In Stackdriver specifically, metrics are the only kind of data that can be used to create alerts via alerting policies. As such, it'll be important to understand how to use logs to create metrics - let's do that now.
The term "log-based metrics" is rather specific to Stackdriver, but the idea is rather straightforward. First, Stackdriver provides a simple mechanism to count the number of log entries per minute that match a filter - referred to as a "counter metric". This is what we'll use if we want to, for example, use load balancer logs as our service level indicator for availability of a service - we can create a metric that will count how many errors we'll see, and we'll use an alerting policy to alert when that value exceeds a threshold we deem acceptable. The process is documented here, but I find that a specific example is always helpful.

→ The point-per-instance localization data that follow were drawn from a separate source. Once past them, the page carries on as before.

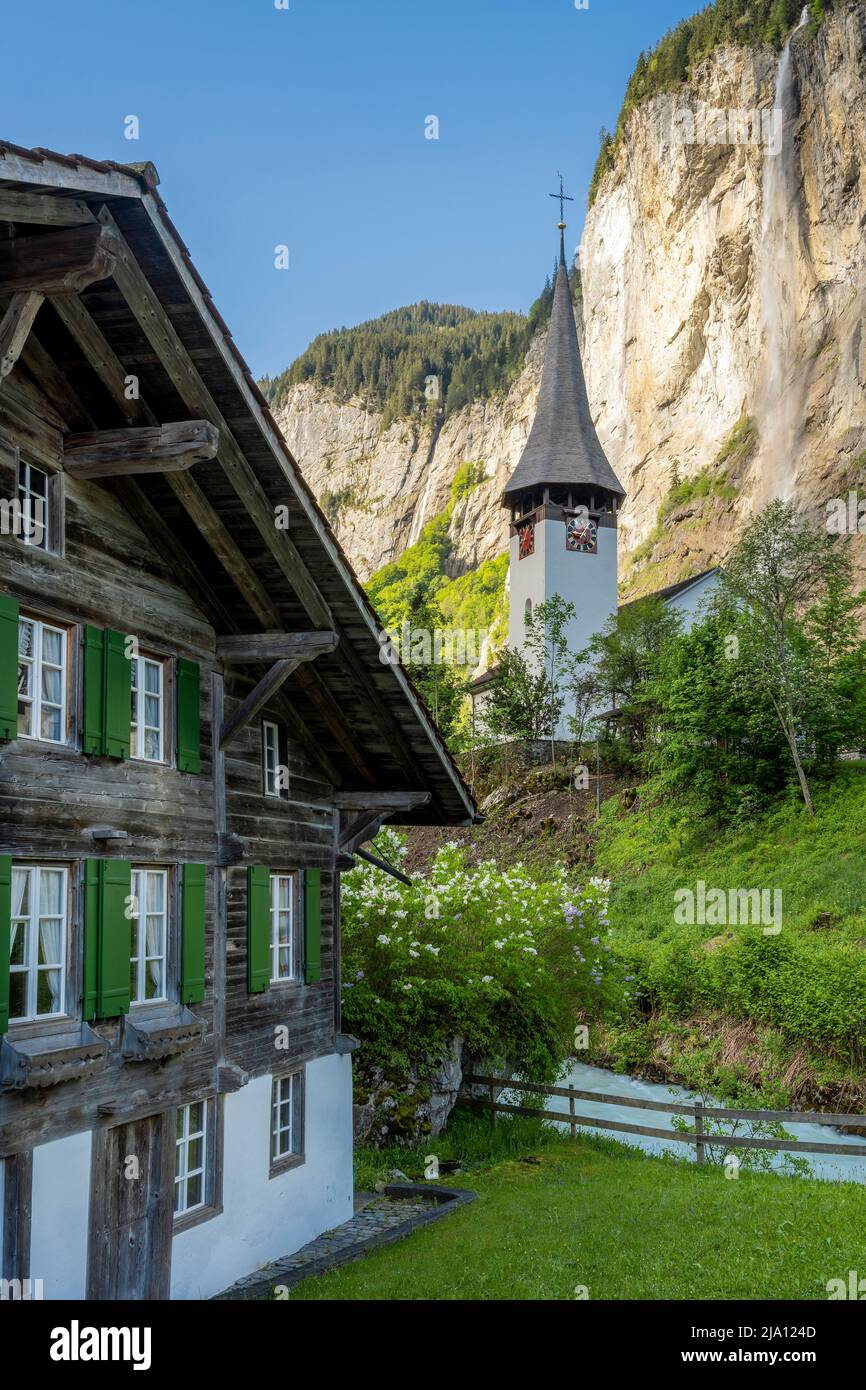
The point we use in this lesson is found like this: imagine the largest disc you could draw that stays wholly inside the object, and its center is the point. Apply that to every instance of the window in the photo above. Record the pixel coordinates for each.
(38, 941)
(284, 963)
(270, 756)
(191, 1159)
(287, 1122)
(34, 502)
(146, 736)
(149, 936)
(42, 681)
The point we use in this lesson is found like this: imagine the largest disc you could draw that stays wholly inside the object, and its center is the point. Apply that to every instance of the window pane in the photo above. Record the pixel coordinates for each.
(47, 991)
(52, 647)
(18, 943)
(50, 893)
(52, 684)
(17, 994)
(156, 893)
(50, 724)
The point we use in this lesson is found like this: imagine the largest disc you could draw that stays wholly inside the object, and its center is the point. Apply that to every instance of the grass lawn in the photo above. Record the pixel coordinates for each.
(626, 1226)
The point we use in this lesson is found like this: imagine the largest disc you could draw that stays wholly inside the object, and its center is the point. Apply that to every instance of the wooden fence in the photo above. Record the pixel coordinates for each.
(697, 1111)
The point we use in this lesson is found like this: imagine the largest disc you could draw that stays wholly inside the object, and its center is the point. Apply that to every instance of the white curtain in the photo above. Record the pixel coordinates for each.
(20, 877)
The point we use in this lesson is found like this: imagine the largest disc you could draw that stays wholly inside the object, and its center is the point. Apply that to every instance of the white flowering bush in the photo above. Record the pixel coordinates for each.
(503, 959)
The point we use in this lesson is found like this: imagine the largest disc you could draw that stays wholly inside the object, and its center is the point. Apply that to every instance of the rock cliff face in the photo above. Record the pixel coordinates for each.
(724, 288)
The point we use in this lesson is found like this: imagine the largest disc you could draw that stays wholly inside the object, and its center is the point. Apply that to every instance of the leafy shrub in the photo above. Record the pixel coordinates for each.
(491, 955)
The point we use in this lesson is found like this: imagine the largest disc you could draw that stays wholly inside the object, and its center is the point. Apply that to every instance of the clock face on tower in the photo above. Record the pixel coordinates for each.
(581, 535)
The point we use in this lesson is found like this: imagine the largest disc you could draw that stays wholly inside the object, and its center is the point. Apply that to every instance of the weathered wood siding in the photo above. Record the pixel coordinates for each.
(50, 797)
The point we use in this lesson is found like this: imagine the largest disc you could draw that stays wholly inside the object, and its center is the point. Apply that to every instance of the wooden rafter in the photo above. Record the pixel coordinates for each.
(266, 688)
(57, 263)
(181, 370)
(106, 453)
(113, 375)
(43, 209)
(15, 327)
(274, 647)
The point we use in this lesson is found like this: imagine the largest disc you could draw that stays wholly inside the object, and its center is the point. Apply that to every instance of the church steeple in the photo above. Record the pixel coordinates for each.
(563, 449)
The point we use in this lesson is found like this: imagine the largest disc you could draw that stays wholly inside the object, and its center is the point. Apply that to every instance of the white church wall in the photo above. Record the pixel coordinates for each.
(264, 1218)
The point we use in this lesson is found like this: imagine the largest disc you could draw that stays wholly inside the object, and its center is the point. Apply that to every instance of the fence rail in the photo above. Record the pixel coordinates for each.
(695, 1109)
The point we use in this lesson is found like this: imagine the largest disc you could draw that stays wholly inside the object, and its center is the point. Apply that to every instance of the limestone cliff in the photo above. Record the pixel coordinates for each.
(723, 338)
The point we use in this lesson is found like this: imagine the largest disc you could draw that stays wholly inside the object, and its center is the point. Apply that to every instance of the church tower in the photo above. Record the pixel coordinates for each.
(563, 495)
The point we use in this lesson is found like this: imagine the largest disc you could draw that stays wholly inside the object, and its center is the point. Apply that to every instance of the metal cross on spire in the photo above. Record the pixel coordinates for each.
(563, 198)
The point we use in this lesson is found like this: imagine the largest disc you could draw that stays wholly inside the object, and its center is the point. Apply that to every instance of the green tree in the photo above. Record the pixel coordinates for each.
(783, 570)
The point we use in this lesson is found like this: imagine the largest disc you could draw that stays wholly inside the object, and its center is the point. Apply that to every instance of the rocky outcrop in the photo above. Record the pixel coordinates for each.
(680, 352)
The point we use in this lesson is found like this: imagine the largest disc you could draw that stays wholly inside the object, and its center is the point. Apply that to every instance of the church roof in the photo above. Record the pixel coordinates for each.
(563, 448)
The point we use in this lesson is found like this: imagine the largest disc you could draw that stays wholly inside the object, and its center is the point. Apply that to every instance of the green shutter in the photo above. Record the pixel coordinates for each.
(189, 717)
(91, 966)
(117, 697)
(114, 937)
(192, 950)
(312, 926)
(95, 694)
(9, 666)
(6, 912)
(257, 929)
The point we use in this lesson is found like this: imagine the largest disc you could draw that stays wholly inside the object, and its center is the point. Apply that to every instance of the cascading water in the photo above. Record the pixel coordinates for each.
(780, 395)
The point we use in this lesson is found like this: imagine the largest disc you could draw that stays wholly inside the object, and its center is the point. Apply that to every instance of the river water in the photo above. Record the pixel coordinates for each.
(829, 1166)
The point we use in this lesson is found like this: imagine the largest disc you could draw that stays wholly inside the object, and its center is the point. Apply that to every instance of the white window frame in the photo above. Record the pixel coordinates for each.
(278, 976)
(31, 923)
(182, 1171)
(35, 665)
(138, 729)
(139, 926)
(270, 756)
(287, 1122)
(25, 498)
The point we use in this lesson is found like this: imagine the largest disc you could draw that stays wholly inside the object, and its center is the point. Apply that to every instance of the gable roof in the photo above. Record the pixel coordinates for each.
(563, 448)
(154, 319)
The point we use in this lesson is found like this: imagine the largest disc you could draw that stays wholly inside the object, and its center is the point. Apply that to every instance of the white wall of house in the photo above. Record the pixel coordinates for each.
(690, 602)
(264, 1218)
(59, 1215)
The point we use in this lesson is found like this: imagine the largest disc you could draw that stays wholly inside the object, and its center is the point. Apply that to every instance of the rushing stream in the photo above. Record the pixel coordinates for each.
(829, 1166)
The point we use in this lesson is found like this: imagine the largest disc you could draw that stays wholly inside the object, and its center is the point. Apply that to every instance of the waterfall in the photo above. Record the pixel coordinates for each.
(780, 396)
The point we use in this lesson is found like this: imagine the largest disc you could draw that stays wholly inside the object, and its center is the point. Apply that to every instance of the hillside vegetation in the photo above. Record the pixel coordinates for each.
(389, 360)
(673, 60)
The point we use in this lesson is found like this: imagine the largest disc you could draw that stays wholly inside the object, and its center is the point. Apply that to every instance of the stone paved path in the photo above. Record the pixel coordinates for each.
(378, 1221)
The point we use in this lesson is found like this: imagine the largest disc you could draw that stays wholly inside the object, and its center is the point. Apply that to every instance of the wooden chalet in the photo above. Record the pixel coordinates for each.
(196, 733)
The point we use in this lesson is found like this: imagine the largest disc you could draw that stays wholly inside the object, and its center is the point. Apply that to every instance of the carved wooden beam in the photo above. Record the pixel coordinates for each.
(385, 868)
(57, 263)
(274, 647)
(111, 373)
(389, 801)
(157, 449)
(43, 209)
(15, 327)
(184, 375)
(266, 688)
(359, 830)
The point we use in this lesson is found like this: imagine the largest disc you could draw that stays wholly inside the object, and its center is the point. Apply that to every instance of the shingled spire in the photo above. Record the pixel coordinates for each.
(563, 449)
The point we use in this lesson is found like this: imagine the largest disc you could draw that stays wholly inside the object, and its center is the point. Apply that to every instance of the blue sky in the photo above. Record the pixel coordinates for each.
(305, 127)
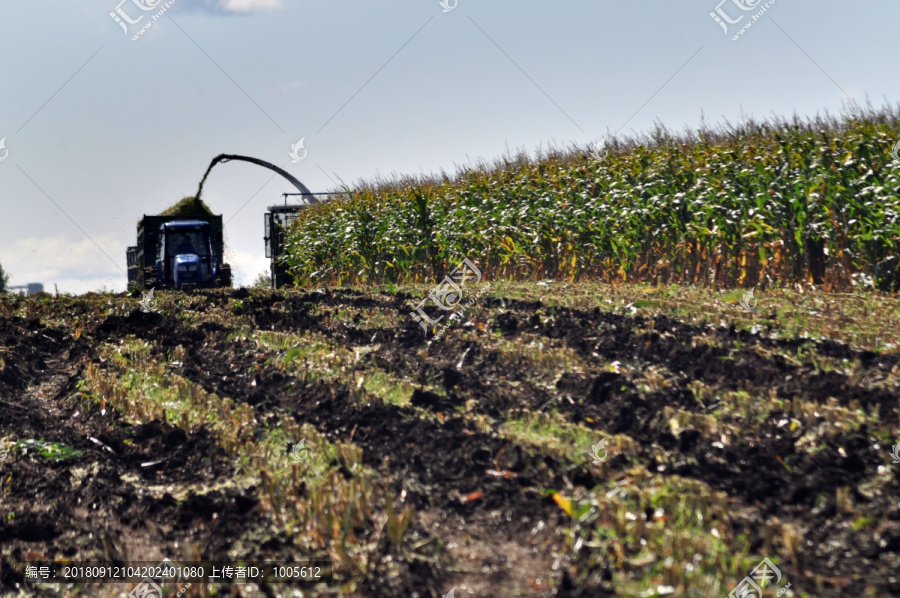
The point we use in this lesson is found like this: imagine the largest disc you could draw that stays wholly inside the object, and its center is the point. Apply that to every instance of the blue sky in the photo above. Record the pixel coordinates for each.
(101, 128)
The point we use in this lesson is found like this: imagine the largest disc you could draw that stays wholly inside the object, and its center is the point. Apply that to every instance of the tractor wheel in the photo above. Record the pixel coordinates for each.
(225, 276)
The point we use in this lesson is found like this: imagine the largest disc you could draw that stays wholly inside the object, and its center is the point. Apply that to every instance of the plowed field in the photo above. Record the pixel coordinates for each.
(537, 448)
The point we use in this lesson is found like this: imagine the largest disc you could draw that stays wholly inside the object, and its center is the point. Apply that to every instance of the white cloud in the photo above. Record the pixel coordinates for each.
(73, 265)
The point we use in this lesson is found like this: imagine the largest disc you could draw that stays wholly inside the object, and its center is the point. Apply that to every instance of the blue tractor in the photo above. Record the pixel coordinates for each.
(178, 253)
(185, 257)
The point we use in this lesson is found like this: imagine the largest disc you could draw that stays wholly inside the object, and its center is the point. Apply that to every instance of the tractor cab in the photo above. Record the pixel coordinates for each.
(184, 255)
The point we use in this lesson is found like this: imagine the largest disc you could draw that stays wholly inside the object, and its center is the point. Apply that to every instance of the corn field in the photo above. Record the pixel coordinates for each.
(759, 203)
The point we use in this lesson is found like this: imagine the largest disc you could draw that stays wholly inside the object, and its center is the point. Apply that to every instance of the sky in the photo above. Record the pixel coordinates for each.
(104, 118)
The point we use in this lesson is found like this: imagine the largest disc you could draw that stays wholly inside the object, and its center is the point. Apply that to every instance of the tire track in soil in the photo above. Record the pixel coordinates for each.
(82, 508)
(750, 471)
(510, 531)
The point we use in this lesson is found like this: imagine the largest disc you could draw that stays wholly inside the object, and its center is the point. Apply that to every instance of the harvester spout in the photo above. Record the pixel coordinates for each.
(308, 195)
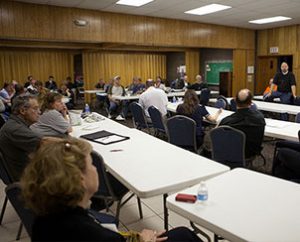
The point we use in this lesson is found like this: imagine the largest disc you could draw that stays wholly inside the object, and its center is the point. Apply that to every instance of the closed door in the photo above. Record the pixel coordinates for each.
(266, 69)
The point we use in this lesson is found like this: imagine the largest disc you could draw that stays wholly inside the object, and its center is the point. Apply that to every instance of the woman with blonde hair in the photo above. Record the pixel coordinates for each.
(192, 109)
(57, 185)
(54, 119)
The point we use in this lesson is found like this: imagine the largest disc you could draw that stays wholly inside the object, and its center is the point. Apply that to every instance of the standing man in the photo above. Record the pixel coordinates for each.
(51, 84)
(286, 86)
(17, 140)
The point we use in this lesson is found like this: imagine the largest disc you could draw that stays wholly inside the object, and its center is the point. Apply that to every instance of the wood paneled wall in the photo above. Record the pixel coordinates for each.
(106, 65)
(18, 64)
(287, 39)
(192, 62)
(241, 60)
(43, 22)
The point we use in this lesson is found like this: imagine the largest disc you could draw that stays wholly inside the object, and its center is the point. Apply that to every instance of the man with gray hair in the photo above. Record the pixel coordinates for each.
(250, 122)
(154, 97)
(17, 140)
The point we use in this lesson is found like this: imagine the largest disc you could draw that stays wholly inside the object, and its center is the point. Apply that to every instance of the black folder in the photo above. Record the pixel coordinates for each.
(104, 137)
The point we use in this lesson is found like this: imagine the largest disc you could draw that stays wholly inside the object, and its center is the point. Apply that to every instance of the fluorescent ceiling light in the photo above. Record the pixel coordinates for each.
(135, 3)
(211, 8)
(269, 20)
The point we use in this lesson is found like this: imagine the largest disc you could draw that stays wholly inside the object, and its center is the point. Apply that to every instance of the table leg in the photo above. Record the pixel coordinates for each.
(166, 214)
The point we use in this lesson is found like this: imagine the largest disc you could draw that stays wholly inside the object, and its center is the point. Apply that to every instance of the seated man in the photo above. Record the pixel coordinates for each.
(251, 122)
(116, 90)
(154, 97)
(17, 140)
(136, 87)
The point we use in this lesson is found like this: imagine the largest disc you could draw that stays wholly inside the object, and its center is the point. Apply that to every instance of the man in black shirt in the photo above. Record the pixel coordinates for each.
(250, 122)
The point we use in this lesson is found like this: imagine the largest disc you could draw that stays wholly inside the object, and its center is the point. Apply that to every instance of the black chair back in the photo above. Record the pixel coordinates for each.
(4, 173)
(27, 216)
(157, 120)
(182, 132)
(138, 116)
(233, 105)
(204, 96)
(221, 102)
(297, 118)
(253, 106)
(228, 146)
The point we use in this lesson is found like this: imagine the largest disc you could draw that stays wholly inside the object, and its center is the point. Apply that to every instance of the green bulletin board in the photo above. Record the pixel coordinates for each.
(213, 69)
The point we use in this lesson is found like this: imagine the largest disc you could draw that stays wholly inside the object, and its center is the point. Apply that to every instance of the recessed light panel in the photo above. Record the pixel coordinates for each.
(134, 3)
(211, 8)
(269, 20)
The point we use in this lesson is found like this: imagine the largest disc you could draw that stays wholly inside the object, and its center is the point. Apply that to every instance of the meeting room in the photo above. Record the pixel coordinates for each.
(149, 120)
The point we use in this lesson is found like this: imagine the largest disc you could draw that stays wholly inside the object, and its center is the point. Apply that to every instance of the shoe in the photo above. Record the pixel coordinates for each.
(120, 118)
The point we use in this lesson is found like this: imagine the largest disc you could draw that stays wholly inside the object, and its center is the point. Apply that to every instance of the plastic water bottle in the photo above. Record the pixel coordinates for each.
(87, 109)
(202, 193)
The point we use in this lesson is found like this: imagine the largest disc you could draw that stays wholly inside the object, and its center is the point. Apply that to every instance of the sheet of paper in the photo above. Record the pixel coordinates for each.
(109, 139)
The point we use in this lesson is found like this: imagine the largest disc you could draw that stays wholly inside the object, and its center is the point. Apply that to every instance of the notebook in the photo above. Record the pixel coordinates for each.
(104, 137)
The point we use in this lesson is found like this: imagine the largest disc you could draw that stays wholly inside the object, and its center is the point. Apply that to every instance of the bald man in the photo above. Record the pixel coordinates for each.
(250, 122)
(199, 84)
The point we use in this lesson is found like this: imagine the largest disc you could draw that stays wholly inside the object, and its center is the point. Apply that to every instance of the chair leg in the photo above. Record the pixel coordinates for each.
(19, 231)
(3, 209)
(140, 207)
(199, 231)
(118, 210)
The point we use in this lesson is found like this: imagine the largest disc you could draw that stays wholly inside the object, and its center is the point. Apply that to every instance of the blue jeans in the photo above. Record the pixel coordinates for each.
(285, 98)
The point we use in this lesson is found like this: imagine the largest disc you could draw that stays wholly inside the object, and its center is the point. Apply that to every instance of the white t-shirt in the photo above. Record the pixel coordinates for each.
(154, 97)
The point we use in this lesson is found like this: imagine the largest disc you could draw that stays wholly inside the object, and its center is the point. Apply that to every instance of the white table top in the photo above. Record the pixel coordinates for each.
(244, 205)
(261, 98)
(274, 128)
(149, 166)
(271, 106)
(94, 91)
(170, 94)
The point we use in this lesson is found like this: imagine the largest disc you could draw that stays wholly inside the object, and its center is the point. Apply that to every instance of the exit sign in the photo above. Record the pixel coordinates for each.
(274, 50)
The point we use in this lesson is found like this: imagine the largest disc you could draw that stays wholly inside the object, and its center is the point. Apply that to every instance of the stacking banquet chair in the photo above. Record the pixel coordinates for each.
(138, 116)
(253, 107)
(228, 146)
(7, 179)
(157, 121)
(286, 160)
(27, 216)
(182, 132)
(110, 189)
(204, 96)
(233, 105)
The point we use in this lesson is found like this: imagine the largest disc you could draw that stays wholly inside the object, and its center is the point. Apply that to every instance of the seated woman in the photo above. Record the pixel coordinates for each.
(57, 185)
(54, 120)
(192, 109)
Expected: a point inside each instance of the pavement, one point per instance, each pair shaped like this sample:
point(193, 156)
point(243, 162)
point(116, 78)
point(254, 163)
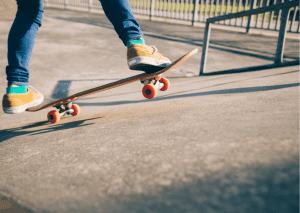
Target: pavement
point(212, 143)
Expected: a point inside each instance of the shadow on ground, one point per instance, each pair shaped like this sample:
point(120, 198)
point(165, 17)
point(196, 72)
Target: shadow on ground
point(41, 128)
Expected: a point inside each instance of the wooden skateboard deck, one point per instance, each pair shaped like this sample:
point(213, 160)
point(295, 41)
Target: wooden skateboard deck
point(65, 105)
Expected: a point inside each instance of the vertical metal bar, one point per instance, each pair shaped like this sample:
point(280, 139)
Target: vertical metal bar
point(265, 15)
point(211, 8)
point(271, 17)
point(245, 8)
point(170, 5)
point(278, 18)
point(185, 9)
point(239, 10)
point(232, 11)
point(173, 8)
point(282, 36)
point(257, 16)
point(293, 20)
point(191, 8)
point(253, 5)
point(90, 5)
point(152, 9)
point(165, 8)
point(66, 4)
point(205, 48)
point(222, 8)
point(177, 9)
point(201, 15)
point(161, 6)
point(227, 11)
point(205, 13)
point(195, 12)
point(217, 8)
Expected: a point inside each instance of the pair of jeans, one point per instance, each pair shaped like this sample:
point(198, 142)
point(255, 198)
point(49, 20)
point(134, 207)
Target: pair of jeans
point(28, 20)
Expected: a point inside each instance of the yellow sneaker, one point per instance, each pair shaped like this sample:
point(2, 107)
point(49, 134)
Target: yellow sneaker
point(145, 58)
point(17, 103)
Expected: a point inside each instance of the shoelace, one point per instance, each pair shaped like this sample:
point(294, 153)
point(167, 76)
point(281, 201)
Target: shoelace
point(154, 49)
point(34, 89)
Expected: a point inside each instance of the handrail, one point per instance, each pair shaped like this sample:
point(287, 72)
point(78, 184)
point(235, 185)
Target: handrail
point(285, 7)
point(255, 11)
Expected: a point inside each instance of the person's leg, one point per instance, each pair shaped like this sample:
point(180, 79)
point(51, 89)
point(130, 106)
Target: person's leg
point(139, 55)
point(120, 15)
point(21, 40)
point(20, 44)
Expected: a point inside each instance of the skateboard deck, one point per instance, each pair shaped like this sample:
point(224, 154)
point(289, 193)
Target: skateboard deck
point(152, 82)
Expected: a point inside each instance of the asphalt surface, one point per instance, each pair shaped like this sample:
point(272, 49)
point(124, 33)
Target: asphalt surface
point(217, 143)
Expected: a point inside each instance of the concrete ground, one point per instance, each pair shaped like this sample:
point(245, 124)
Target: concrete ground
point(217, 143)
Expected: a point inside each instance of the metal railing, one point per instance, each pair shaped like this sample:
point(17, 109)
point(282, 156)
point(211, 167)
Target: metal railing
point(197, 11)
point(278, 62)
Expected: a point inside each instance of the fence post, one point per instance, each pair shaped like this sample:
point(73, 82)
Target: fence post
point(66, 4)
point(90, 5)
point(282, 36)
point(253, 4)
point(205, 47)
point(195, 11)
point(46, 2)
point(152, 8)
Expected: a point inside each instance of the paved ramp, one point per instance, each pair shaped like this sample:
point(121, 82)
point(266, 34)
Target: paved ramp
point(220, 143)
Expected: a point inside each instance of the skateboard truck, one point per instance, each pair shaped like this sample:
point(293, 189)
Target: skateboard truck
point(154, 84)
point(63, 109)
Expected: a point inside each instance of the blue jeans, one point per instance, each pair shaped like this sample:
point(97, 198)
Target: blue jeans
point(28, 20)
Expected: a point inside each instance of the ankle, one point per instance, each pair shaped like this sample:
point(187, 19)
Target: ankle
point(16, 89)
point(138, 41)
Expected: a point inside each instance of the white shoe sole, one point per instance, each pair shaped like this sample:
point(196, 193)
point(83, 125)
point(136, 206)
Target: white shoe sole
point(19, 109)
point(143, 60)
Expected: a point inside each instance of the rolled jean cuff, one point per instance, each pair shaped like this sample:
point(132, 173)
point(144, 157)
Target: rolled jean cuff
point(17, 83)
point(17, 75)
point(132, 38)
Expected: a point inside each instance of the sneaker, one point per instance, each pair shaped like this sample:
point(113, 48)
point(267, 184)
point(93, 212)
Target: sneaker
point(145, 58)
point(17, 103)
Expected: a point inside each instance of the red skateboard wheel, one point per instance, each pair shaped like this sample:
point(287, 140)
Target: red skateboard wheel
point(76, 109)
point(149, 91)
point(166, 83)
point(53, 116)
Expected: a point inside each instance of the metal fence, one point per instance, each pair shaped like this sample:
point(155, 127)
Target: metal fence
point(197, 11)
point(278, 61)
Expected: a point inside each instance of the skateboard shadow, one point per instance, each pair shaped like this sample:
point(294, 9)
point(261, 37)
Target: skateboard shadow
point(197, 94)
point(227, 46)
point(42, 128)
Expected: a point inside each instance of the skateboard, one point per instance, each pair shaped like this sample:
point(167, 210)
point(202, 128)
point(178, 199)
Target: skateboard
point(151, 81)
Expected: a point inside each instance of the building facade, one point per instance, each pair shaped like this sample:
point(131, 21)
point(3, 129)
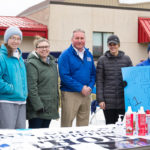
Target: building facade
point(99, 19)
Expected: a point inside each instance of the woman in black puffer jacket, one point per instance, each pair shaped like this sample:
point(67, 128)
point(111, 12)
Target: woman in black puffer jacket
point(109, 82)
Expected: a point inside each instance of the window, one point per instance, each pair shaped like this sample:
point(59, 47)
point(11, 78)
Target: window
point(100, 43)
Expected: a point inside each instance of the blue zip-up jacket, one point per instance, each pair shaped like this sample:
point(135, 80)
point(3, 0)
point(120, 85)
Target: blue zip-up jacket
point(75, 72)
point(13, 81)
point(144, 63)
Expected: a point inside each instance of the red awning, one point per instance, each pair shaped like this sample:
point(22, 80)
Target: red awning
point(143, 30)
point(28, 27)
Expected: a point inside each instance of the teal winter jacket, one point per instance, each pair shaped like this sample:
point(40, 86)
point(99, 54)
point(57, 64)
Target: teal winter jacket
point(13, 81)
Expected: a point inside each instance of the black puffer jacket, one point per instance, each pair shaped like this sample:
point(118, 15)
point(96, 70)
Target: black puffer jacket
point(109, 83)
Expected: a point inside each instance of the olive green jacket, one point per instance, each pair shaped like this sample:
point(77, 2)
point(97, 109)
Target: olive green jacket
point(42, 80)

Let's take a look at a simple example. I've created a simple example that writes an error 20% of the time. When I run the code locally after authenticating through the Google Cloud SDK, here are the log entries:
From here, I'd like to know when my error rate exceeds a particular threshold. First, I need to create a filter for all the logs that contain the error. An easy way is to expand the log, find the message I'd like to key on in the payload, click it, and select show matching entries.
This creates an Advanced Filter and shows me the failure messages:
Next, I can use the Create Metric feature to create a Counter Metric:
Once I click Create Metric, I can then go to Stackdriver Monitoring and see it there:
Now that you've seen how to create a simple counter metric that will track the number of errors per minute, let's take a look at the other reason we might want to use log-based metrics - to track a specific numeric value in the log payload. I've created a second example - this time, I'm introducing a randomly generated delay in the code and logging it as the latency. Here's what the payload looks like:
I want to create a metric that will capture value in the "message" field. To do that, I again use the "Show matching entries" feature and create a metric from the selection. I need to use a regular expression to parse the field and extract the numeric value. Note that I modified the selection filter to look for all the messages coming from my local machine, where the Node.js code is running, by using the logName filter.
As before, I create the metric and view it in Metrics Explorer:
Now that we have our metrics created, we can use them just like any other metric in Stackdriver Monitoring. We can create charts with them and use them in Alerting Policies.
As an example, I created a chart for the latency I'm writing as a log value:
One great thing about log-based metrics is that you can easily see the logs that feed them. Click on the 3 dot menu for the chart and select View Logs:
The result is an advanced filter that shows you the logs that were ingested within the timeframe that the chart or dashboard were set to select:
To address the original question raised at the start - we can also use our metrics as the basis for alerts. For example, if we wanted to know when our error rate exceeded a specific threshold, we can simply use our error metric in an alerting policy condition:
We can do the same for our distribution metric that captures latency:
Note that until a week or so ago, the documentation stated that alerting is not supported for distribution metrics - this is not true, and you can alert on distribution metrics by using a percentile aligner (with thanks to Summit for catching the documentation error).
I hope that you now have a better understanding of how to create metrics from logs in Stackdriver and how you can use those metrics to visualize data with charts and create alerts with alerting policies. As always, I appreciate your feedback, questions, and ideas for topics to address in the future.